Now, the duel between tanks could be resolved. The New Londoner had the initiative and rolled the dice (4D8). The Slammers player confidently rolled the defense dice of 4D12. Slammers blowers are very well armored.
BLAM! An amazing shot by the New Londoner tank scores one success, as in one die that was not blocked by the Slammers player. A D8 was rolled and the “Heavy Gun on Heavy Vehicle” chart was consulted. The New Londoner player rolled an “8” and the Slammers tank was destroyed! Everyone was shocked! The picture shows the cloud of smoke coming off the Slammers tank.
This result on top of the “GAS!” card caused us to end the game with the remaining Brazilian and Slammers forces withdrawing. Things would have gotten very bloody for them had they stayed.
I said earlier that every game tells a story. The story here was one where the naturally screwed up nature of war caused as much mayhem to one side as the enemy did. Tomorrow’s War captures this element very well. Indeed all the Ambush Alley games do that. The amazing thing is that they make it fun while they do that.

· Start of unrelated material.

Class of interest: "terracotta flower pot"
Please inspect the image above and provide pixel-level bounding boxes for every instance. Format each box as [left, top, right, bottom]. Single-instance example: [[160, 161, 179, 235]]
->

The Brazilian/Slammers forces had a potent combination that was vulnerable to losses. With one heavy tank out of action they could no longer control their flanks and were vulnerable to flanking maneuvers if they stayed. Withdrawing was the wisest course of action. Also, the Brazilian/Slammers players would not have had much fun with the disadvantage they were under at that point.
All in all a fun game and a fun way to spend a Sunday afternoon!